Linear
Linear
Status: Public API in
netcl.nn.layers.Linear
Linear is a fully-connected (a.k.a. dense) layer: a learnable
matrix multiply followed by an optional bias add. Given an
input of shape (N, in_features) and a weight of shape
(out_features, in_features), the layer computes:
y[n, o] = sum_{i} weight[o, i] * x[n, i] + bias[o]
The result has shape (N, out_features). The weight is
initialised with Kaiming uniform; the bias is initialised with
zeros.
Linear is the building block of MLP and is
used as the classification head of nearly every classifier
architecture. It is also the layer that consumes the most
GPU time in most networks: a 1024 -> 1024 linear is 1M
multiplies per example, and a 4096 -> 4096 linear is 16M
multiplies per example.
Overview
The Linear constructor takes three arguments: in_features,
out_features, and (optionally) bias=True. The constructor
allocates two Tensor parameters — weight of shape
(out_features, in_features) and bias of shape
(out_features,) — both with requires_grad=True.

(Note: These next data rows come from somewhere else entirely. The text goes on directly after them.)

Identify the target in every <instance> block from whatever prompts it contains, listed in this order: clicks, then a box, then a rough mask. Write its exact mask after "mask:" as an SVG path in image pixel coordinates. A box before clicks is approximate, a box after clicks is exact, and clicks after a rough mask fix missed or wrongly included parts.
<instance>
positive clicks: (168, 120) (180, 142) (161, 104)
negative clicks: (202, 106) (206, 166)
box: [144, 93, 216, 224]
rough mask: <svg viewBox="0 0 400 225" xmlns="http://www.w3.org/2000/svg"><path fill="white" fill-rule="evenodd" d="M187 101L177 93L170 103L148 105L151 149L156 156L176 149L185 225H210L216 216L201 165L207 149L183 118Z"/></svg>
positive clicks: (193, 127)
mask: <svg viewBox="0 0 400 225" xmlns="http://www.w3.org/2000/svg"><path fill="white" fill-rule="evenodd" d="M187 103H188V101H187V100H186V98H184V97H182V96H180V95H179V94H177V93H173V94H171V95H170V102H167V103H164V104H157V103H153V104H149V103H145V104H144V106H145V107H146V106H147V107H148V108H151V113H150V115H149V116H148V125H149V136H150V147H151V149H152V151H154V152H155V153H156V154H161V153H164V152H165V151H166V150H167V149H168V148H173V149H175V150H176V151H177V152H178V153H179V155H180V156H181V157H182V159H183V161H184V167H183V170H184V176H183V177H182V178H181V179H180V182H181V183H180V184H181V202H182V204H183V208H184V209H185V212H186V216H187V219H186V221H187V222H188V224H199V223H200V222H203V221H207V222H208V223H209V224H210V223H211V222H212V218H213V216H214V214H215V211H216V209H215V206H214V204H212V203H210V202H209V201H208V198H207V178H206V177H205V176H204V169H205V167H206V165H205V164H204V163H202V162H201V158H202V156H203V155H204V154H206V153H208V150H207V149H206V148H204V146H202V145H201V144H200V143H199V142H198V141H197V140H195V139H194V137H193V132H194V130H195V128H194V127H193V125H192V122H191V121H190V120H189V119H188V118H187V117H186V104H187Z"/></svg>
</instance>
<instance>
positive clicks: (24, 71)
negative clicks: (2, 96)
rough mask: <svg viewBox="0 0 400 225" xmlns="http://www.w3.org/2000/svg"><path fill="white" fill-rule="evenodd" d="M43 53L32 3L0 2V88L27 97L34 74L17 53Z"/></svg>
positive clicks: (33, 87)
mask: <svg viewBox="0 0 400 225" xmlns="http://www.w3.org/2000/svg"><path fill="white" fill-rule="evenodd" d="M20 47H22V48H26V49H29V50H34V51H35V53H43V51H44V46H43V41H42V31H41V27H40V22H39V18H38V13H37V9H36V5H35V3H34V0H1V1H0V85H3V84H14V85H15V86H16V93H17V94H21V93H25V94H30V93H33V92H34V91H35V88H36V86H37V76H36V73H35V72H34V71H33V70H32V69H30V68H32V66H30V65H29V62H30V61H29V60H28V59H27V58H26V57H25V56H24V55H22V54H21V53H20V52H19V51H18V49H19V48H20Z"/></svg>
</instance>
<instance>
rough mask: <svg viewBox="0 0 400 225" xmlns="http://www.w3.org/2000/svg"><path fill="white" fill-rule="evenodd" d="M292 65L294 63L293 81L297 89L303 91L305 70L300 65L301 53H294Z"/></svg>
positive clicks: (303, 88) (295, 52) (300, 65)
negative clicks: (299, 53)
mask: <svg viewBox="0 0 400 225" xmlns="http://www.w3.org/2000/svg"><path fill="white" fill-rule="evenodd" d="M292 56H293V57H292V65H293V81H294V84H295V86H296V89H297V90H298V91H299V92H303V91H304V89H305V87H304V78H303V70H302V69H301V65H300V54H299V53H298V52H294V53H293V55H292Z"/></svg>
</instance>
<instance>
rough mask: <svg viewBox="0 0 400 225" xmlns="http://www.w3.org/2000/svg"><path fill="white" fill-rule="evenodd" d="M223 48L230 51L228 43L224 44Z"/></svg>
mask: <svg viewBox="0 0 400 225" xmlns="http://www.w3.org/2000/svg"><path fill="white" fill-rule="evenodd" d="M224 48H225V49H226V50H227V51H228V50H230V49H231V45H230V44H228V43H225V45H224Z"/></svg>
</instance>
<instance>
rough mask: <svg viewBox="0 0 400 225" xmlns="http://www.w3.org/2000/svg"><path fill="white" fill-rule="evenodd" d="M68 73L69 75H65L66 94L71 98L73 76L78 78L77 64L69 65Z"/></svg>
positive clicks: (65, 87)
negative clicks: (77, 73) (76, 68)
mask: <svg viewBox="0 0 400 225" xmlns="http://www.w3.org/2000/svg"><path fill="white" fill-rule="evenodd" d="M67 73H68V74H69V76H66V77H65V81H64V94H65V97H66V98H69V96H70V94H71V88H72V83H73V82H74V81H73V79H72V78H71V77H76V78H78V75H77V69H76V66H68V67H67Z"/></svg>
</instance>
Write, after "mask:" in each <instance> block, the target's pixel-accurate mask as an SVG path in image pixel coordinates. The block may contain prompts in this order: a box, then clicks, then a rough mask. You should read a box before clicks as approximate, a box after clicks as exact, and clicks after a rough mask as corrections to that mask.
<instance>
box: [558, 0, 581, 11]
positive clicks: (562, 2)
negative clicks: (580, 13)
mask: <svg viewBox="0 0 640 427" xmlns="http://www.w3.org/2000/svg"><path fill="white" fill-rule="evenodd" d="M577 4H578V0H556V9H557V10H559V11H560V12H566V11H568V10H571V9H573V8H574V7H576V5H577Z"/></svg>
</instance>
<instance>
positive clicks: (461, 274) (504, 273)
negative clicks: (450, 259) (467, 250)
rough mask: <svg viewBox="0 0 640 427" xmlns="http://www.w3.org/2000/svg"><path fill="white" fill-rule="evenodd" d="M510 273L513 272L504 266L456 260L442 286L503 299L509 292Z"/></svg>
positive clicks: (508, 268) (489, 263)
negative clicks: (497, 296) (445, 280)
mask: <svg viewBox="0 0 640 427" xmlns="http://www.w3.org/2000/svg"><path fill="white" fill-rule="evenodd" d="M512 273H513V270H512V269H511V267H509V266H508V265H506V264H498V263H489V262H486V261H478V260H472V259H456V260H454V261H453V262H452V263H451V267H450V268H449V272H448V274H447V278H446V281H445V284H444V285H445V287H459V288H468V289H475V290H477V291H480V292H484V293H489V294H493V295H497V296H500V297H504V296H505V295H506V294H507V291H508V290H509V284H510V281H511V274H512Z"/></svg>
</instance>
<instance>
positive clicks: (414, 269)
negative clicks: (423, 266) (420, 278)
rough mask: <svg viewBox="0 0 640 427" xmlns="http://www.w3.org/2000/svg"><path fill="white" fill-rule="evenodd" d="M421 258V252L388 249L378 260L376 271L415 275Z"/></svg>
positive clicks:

forward(x) calls the matmul op on x and weight, then
adds bias if it is not None. The matmul is dispatched
through the same op system as the rest of the runtime; the
strategy selector picks MATMUL_NAIVE, MATMUL_TILED,
MATMUL_REGISTER_TILED, or MATMUL_VECTORIZED depending on
the input shape and the device.
The backward pass is implemented in the same op: it computes
the gradient w.r.t. x, weight, and bias, all as fused
operations that participate in the Tape.
Where It Lives
- File path:
nn/layers.py(class Linear). - Module path:
netcl.nn.layers. - Public re-export:
from netcl.nn import Linear.
How It Works
The forward is:
def forward(self, x):
y = ops.matmul(x, self.weight)
if self.bias is not None:
y = y + self.bias
return y
The matmul op is ops/matmul.py. It supports several
strategies:
MATMUL_NAIVE— one work-item per output element. Slow but simple. Used as a fallback.MATMUL_TILED— output tiles of 16x16, each work-item computes a 16x16 output sub-block. Good for small matrices.MATMUL_REGISTER_TILED— same tiling, but each work-item uses register storage for the input tile. Faster on devices with enough registers.MATMUL_VECTORIZED— uses thefloat4/float8vector loads where the device supports them. The fastest strategy on most modern devices.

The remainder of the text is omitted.